The pentylenetetrazol test is the most widely used acute chemical experimental model to identify new antiepileptic drugs [41]. One of the generally accepted mechanisms by which pentylenetetrazol exerts its action is by acting as an antagonist at the GABAA receptor complex [42]. PTZ prevents GABA-mediated Cl− influx in the Cl− channel via an allosteric interaction, leading to convulsions in animals [43, 44]. For a long time, the GABAergic mechanism has been involved in epilepsy. Improving and inhibiting GABA's neurotransmission can attenuate and increase seizures, respectively [45, 46]. Deficiencies in GABA neurotransmission in both experimental animal models and human syndromes are associated with epilepsy [41, 47]. An agent's ability to avoid or postpone the onset of PTZ-induced clonic and tonic-clonic convulsions in animals is an indicator of anticonvulsant activity [48, 49]. The Calotropis procera extract produced significant inhibition of PTZ-induced seizures, which helps to confirm its traditional use in epilepsy management [9] as this is a well-validated test for anticonvulsants. It was observed that, in doses above 30 mg kg−1, the extract delayed the onset of clonic and tonic convulsions and also reduced the frequency and duration of the clonic and tonic convulsions. The potent effect of diazepam as evident in the PTZ-induced convulsions agrees with its enhancing effects in GABAergic neurotransmission [50]. GABA is a major inhibitory neurotransmitter in the central nervous system in humans [42]. Inhibition of pentylenetetrazol-induced seizures could indicate that the anticonvulsant effects of CPE may be linked with GABA activity modulation in the central nervous system. This may not be surprising as it has demonstrated significant central depressant properties.

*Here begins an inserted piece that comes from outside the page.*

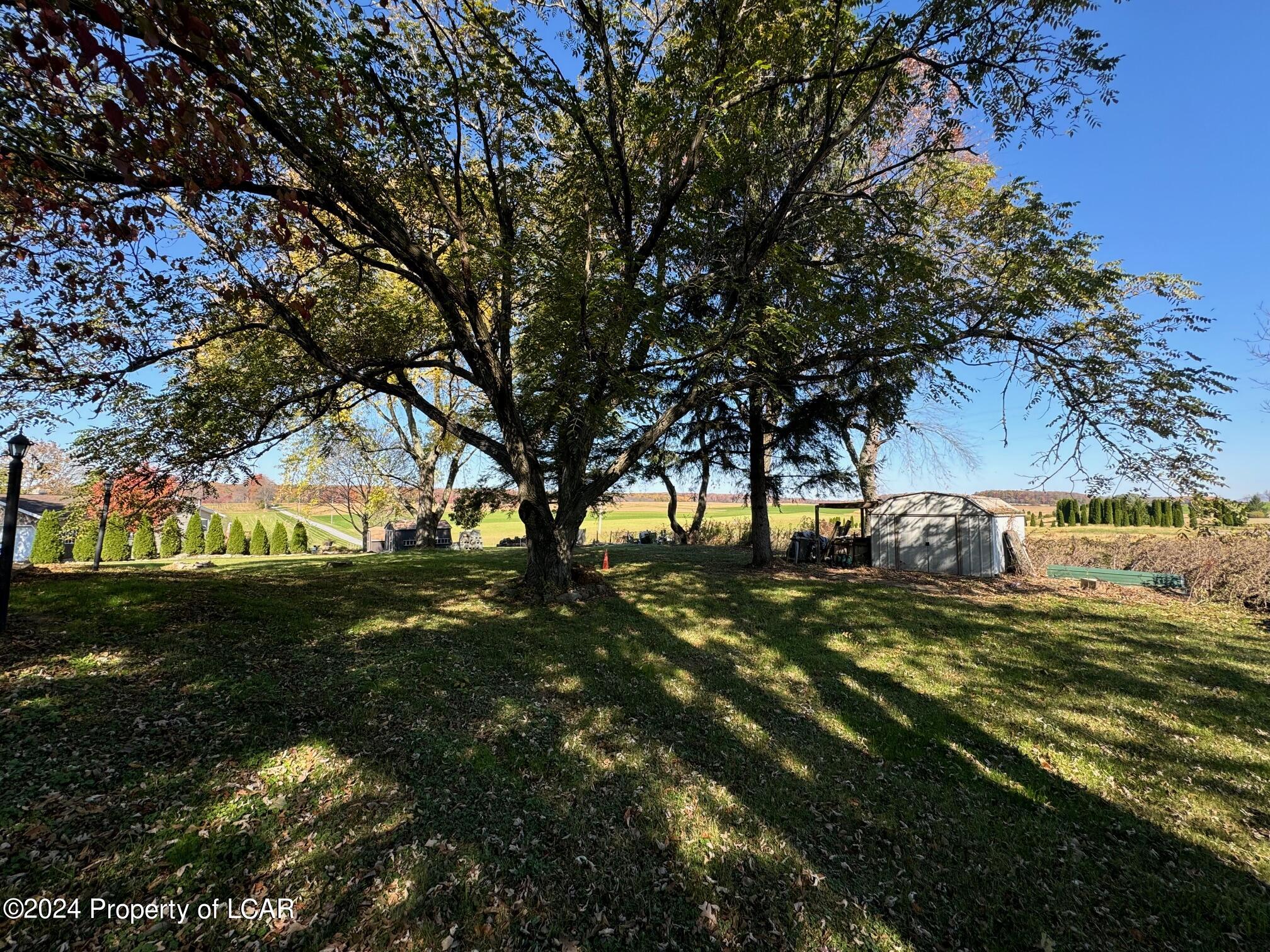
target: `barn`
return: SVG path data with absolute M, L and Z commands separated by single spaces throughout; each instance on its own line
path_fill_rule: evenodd
M 973 575 L 1006 571 L 1006 532 L 1024 538 L 1024 513 L 1001 499 L 958 493 L 883 496 L 870 512 L 872 564 Z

During Irwin's test, it was seen that CPE (30–3000 mg/kg) produced analgesia. This observation was further confirmed in the tail immersion test, an acute thermal pain model [51], where morphine was the reference analgesic. In the tail immersion test, CPE caused a prolonged latency period, indicating an increase in the nociceptive threshold. The response to the tail-immersion test is a spinal reflex with the involvement of higher neural structures and is used to evaluate central analgesic activity [52]. There is, therefore, a possibility that the analgesic effect of the extract may be associated with spinal or supraspinal pathways. The antinociceptive effect of CPE in this test is a further confirmation of analgesia observed in Irwin's test.

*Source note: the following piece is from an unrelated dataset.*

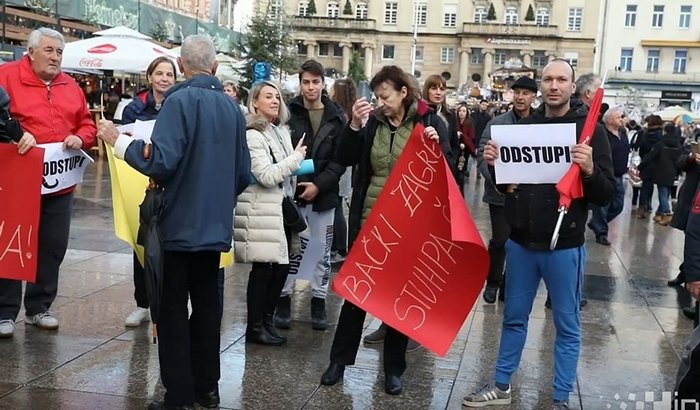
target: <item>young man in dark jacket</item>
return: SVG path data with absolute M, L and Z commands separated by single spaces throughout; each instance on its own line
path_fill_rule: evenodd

The occurrence of several biologically active phytochemicals in various plant extracts such as flavonoids, triterpenes, alkaloids, steroids, tannins, and glycosides can be responsible for their respective pharmacological properties [53-55]. Screening of the plant extract in previous studies revealed the presence of tannins, saponins, terpenoids, flavonoids, and alkaloids [5]. The observed pharmacological activities of the extract in the various animal models used could be attributed to the presence of these phytochemicals. Previous research has shown that plants containing flavonoids, saponins, and tannins are beneficial in many CNS disorders [56, 57].

5. Conclusion

From the core CNS battery tests of the ICH S7A guidelines employed in this study, Calotropis procera extract has significant CNS depressant, anticonvulsant, and analgesic effects and is deemed to be relatively safe when administered orally.